Calling Sanford Capital “the owner of one of the most notorious slum properties” in the District, D.C. Attorney General Karl Racine is asking a federal judge to dismiss the company’s recent request for Chapter 11 bankruptcy at its forsaken Terrace Manor property in Ward 8.
A week after an LLC owned by Sanford filed for bankruptcy—jeopardizing the rights of about 13 tenants who still live in Terrace Manor’s 11 buildings—Racine’s office challenged that action in a new court motion. The attorney general argues that Terrace Manor LLC’s request to restructure is made in “bad faith” and is merely a strategic legal attempt “to further evade its obligations as a landlord to provide safe and habitable housing to its tenants.”
Sanford Capital has racked up more than 100 housing-code violations at Terrace Manor, and more than 1,000 across its almost 20 properties in the District. Taken together, those citations amount to $539,500 in potential fines, according to Mayor Muriel Bowser‘s administration, which inspected the company’s portfolio last month. Lack of heat, broken locks, and pests are common.

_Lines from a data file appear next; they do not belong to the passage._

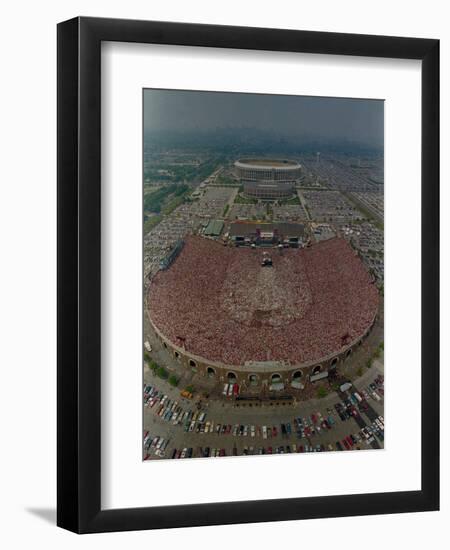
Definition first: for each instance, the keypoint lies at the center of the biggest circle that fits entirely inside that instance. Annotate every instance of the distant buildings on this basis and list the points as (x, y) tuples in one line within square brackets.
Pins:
[(268, 179)]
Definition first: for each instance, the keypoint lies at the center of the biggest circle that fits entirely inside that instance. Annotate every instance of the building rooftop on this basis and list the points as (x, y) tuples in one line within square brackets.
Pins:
[(214, 228)]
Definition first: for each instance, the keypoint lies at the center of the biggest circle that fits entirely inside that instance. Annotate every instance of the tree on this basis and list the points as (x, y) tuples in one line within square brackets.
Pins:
[(153, 366), (162, 373)]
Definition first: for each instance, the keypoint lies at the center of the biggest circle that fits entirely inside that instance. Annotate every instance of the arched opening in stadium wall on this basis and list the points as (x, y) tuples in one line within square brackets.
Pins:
[(296, 380), (231, 377), (276, 382)]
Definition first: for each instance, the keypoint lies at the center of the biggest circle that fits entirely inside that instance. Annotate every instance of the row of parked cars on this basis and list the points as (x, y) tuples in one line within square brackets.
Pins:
[(350, 442), (154, 445), (170, 410)]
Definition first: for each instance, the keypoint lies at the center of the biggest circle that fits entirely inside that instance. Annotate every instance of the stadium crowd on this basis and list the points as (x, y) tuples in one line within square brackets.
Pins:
[(220, 303)]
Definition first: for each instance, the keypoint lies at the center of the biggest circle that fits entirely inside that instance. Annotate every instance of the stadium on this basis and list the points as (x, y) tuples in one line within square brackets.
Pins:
[(268, 179), (265, 319)]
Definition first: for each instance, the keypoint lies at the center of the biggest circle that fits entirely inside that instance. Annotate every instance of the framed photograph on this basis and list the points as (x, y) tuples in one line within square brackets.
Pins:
[(248, 275)]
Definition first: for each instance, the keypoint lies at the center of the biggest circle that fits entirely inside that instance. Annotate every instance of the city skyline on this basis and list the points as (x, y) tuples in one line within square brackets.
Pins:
[(305, 118)]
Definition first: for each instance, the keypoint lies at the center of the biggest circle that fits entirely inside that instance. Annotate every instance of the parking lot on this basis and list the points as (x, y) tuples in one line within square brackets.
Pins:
[(176, 427)]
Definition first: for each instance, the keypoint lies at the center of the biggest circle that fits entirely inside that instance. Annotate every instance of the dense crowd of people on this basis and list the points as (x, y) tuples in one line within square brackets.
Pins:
[(222, 304)]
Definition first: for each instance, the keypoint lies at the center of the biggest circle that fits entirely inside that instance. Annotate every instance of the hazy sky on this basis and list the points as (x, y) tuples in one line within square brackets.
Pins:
[(358, 120)]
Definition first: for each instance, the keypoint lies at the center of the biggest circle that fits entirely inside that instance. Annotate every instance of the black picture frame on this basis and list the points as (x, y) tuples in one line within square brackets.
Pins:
[(79, 281)]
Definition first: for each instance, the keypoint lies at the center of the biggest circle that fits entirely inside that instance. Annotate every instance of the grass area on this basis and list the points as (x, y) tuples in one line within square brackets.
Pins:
[(244, 200), (158, 199), (364, 211), (225, 180), (294, 200), (151, 222)]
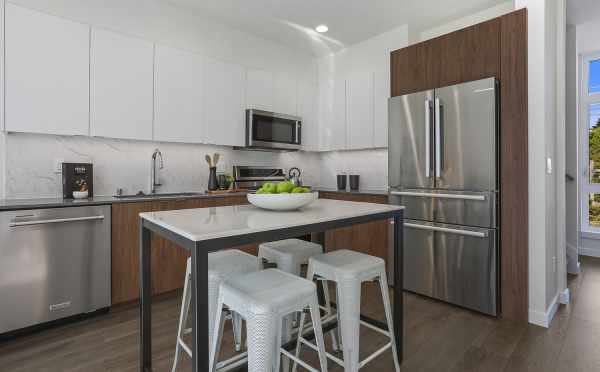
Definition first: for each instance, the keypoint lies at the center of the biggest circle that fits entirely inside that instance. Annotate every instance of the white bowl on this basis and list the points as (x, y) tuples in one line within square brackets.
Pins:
[(282, 202), (80, 194)]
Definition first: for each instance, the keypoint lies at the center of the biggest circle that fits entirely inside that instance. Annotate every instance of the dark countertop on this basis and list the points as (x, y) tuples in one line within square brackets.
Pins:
[(20, 204)]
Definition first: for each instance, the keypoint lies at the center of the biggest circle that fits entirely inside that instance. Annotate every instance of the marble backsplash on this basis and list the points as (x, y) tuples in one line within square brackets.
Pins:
[(29, 164)]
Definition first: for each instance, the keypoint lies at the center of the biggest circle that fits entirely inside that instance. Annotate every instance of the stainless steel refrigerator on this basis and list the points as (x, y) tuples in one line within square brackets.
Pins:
[(443, 167)]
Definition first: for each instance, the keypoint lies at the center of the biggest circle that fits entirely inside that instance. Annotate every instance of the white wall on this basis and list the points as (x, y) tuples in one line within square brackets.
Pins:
[(475, 18)]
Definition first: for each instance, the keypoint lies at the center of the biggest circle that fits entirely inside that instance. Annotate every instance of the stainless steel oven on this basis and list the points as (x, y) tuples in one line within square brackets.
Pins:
[(273, 131)]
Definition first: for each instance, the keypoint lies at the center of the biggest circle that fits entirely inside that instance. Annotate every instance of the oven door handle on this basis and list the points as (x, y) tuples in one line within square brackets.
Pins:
[(56, 220)]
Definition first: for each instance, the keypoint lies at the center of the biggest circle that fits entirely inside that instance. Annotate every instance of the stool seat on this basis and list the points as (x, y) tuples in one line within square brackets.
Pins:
[(344, 263), (289, 254)]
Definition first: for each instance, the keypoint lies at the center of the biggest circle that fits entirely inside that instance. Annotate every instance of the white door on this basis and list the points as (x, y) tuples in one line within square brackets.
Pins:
[(381, 92), (259, 90), (285, 94), (121, 72), (47, 73), (360, 110), (590, 140), (223, 103), (177, 96), (308, 106)]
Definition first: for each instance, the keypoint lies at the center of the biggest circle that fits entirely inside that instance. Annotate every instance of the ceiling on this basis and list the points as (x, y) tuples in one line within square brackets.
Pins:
[(292, 22), (582, 11)]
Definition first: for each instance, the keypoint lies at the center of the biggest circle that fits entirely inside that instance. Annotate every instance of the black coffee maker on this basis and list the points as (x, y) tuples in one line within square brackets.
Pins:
[(77, 177)]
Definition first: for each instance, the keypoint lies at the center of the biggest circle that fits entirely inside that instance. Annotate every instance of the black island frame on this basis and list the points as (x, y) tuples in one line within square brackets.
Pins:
[(199, 252)]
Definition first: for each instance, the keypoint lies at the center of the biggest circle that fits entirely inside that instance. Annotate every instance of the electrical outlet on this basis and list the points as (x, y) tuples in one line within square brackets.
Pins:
[(58, 165)]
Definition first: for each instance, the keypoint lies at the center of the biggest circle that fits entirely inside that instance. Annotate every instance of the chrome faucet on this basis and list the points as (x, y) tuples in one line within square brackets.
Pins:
[(153, 183)]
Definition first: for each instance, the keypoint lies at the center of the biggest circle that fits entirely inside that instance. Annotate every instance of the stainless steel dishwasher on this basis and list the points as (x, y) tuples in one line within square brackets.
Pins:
[(54, 263)]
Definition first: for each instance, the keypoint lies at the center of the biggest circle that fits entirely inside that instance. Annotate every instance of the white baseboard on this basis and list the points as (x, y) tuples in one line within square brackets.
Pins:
[(591, 252), (543, 319)]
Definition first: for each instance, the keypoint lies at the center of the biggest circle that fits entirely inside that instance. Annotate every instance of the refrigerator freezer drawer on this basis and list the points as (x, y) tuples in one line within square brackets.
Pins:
[(452, 263), (451, 207)]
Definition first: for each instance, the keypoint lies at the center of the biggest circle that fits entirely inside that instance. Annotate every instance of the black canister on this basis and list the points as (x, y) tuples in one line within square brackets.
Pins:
[(212, 179), (342, 179), (354, 182)]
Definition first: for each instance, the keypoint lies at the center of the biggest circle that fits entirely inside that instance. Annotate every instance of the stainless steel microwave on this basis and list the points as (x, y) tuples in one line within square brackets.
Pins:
[(273, 131)]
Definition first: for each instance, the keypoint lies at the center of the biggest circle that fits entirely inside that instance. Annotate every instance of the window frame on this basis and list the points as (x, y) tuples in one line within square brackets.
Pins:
[(585, 100)]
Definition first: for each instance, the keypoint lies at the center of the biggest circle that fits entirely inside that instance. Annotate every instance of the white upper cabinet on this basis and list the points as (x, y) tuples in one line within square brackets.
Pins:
[(381, 92), (360, 110), (121, 86), (223, 103), (259, 90), (177, 96), (47, 73), (308, 110), (285, 95)]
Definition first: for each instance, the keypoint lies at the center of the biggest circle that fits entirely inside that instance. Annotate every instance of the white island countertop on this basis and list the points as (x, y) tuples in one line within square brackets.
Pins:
[(220, 222)]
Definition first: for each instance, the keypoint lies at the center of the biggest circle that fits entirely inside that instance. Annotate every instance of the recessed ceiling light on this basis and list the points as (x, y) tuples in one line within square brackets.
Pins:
[(322, 28)]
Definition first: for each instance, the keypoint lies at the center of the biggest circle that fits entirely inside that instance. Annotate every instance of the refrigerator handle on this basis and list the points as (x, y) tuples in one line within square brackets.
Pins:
[(439, 144), (427, 138)]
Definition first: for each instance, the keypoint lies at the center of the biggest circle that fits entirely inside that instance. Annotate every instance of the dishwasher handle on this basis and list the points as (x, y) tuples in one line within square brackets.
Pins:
[(56, 220)]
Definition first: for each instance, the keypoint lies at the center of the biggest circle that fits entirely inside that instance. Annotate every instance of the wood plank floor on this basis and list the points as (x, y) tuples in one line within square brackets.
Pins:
[(439, 337)]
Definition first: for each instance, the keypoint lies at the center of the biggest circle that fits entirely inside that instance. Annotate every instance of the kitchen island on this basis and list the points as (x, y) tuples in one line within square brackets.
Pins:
[(205, 230)]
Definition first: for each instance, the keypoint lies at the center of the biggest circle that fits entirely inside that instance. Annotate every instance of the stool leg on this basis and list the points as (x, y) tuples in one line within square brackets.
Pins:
[(185, 305), (315, 314), (236, 322), (262, 342), (298, 343), (349, 312), (388, 315), (217, 330)]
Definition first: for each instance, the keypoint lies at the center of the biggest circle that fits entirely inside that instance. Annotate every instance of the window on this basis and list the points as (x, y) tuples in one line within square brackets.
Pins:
[(590, 140)]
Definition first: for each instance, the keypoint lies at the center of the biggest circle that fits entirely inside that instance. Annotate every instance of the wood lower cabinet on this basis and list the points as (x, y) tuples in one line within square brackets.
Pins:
[(168, 259), (370, 238)]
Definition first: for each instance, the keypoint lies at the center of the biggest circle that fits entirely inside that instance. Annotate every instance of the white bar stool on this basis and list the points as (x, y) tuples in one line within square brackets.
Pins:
[(222, 265), (289, 255), (263, 299), (349, 269)]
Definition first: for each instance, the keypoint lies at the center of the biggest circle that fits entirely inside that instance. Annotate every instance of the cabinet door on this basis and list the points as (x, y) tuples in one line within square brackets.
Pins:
[(285, 94), (121, 72), (177, 96), (259, 90), (469, 54), (381, 91), (360, 110), (414, 68), (47, 73), (308, 106), (223, 103)]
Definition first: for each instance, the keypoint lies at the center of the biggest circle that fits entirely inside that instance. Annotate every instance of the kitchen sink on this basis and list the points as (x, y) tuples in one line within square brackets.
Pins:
[(159, 195)]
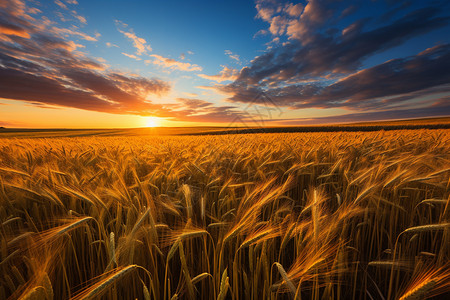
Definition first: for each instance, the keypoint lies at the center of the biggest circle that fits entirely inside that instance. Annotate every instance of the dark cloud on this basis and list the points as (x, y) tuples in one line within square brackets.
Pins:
[(321, 66), (440, 108), (380, 87), (342, 53)]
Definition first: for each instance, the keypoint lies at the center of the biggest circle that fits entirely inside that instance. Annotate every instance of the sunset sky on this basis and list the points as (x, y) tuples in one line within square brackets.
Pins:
[(97, 64)]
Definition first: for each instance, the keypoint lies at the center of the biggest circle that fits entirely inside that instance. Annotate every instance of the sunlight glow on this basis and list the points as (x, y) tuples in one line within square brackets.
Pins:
[(152, 122)]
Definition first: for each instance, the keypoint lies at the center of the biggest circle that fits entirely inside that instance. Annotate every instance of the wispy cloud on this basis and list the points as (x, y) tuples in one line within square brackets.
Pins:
[(173, 64), (131, 56), (41, 66), (227, 74), (141, 45), (321, 67), (232, 55)]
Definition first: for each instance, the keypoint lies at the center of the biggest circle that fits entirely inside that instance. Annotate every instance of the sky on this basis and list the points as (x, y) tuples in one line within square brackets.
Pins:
[(115, 64)]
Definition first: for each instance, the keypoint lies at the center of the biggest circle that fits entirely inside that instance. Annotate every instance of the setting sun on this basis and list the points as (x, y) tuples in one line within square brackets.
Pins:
[(152, 122)]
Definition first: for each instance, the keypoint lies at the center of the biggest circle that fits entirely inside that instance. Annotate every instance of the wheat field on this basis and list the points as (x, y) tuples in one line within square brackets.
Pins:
[(261, 216)]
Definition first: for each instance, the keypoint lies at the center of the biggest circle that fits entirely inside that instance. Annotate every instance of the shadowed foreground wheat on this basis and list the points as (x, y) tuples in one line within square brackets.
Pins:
[(263, 216)]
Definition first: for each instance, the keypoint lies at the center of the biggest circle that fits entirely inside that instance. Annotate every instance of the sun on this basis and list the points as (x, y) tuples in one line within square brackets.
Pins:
[(151, 122)]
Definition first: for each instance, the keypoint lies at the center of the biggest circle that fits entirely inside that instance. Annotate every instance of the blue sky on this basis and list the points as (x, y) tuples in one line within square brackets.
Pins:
[(76, 63)]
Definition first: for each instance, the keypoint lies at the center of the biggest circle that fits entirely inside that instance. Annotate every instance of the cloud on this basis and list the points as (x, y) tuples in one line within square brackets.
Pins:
[(139, 43), (321, 63), (75, 32), (131, 56), (227, 74), (231, 55), (337, 54), (60, 4), (173, 64), (381, 87), (109, 45), (440, 108), (42, 68)]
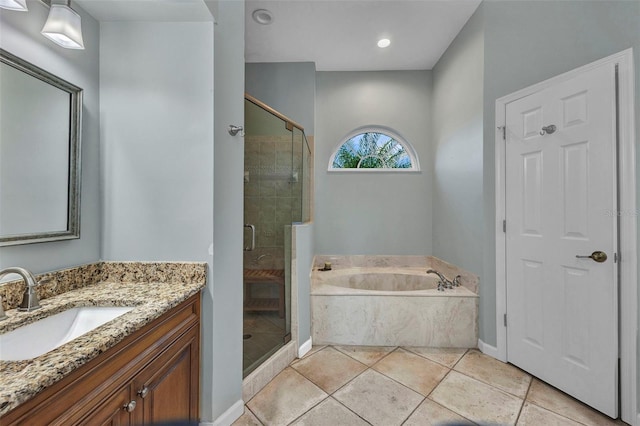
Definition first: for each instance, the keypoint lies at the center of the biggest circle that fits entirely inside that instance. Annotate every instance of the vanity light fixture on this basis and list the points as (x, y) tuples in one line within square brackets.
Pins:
[(63, 26), (17, 5), (384, 42)]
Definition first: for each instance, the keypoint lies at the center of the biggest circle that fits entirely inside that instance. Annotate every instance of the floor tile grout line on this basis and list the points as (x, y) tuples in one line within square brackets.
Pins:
[(488, 384), (414, 410), (350, 356), (491, 385), (400, 383), (558, 414), (255, 415), (406, 348), (359, 416), (311, 408), (349, 381), (341, 386), (524, 401)]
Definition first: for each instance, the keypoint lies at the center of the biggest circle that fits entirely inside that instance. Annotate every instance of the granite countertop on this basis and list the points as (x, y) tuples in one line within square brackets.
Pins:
[(22, 380)]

Last week, Sanford’s principal and co-founder Aubrey Carter Nowell applied for Terrace Manor LLC’s bankruptcy just hours after Racine’s office asked the D.C. Superior Court to hold the company and its affiliates in civil contempt, as well as to appoint a receiver to rehabilitate the run-down complex. The Chapter 11 request also came on the heels of a motion by Racine earlier in March to make Nowell and the company’s head property manager personally liable for damages.
In the new court motion, Racine says the bankruptcy filing “is a thinly veiled effort to obstruct and delay the District’s ongoing enforcement action, evade the commitments made in the Abatement Plan, frustrate the rights of Debtor’s tenants under the District’s Opportunity to Purchase Act, and allow the Debtor to sell Terrace Manor apparently in order to make millions of dollars while its tenants go without utilities and live in slum-like conditions.” Sanford drew up a contract last year to sell the property for $5.8 million to developer Sofonias Astatke.
Nowell’s attorney in the Chapter 11 matter, Brent C. Strickland, has not responded to requests for comment. His attorney in the D.C. Superior Court case launched in October, Stephen Hessler, declined to comment last week.
But court records show the company is aggressively opposing Racine’s litigation. Sanford wants the District’s lawsuit to be automatically stayed as a result of the bankruptcy filing. In reply, D.C.’s lawyers have argued that their case is exempt from stays due to bankruptcy, and that Sanford is pursuing the restructuring of Terrace Manor LLC as a “haven for wrongdoing.”
During a February inspection, the Department of Consumer and Regulatory Affairs found raw sewage leaking from a pipe in the basement, among other issues. Yet Terrace Manor LLC stated in its bankruptcy filings that it does not own “any real property … that needs immediate attention,” including property that “poses or is alleged to pose a threat of imminent and identifiable hazard to public health or safety.”
Dozens of tenants left the 11-building complex after Sanford bought it in 2012, and those remaining say the company has tried to force them out through neglect. A bankruptcy sale would eliminate their right, under D.C.’s Tenant Opportunity to Purchase Act, to select a buyer in the current sale.
Sanford Capital has also stated it has less than $3 million in debt on Terrace Manor, $2.8 million of which it owes to EagleBank. This means Sanford stands to profit greatly from selling Terrace Manor for $5.8 million. EagleBank gave Sanford a refinanced mortgage for the complex last May following an original lawsuit Racine lodged against the company over a different property it owns in Congress Heights.
“In these circumstances, there is no justification for bankruptcy protection, where the Debtor’s assets far outweigh any reported liabilities and Debtor cannot explain the need for reorganization at this time,” Racine’s office says. “There is simply no reason why the sale of the property cannot proceed outside of these bankruptcy proceedings.”
A hearing on Terrace Manor is scheduled in bankruptcy court for April 17, but the attorney general has asked the D.C. Superior Court to hold an “emergency hearing” on its motions for receivership and contempt before April 14, arguing that those remedies are “absolutely necessary.” In addition, a hearing on Racine’s motion to dismiss Terrace Manor LLC’s bankruptcy request is set for May 4.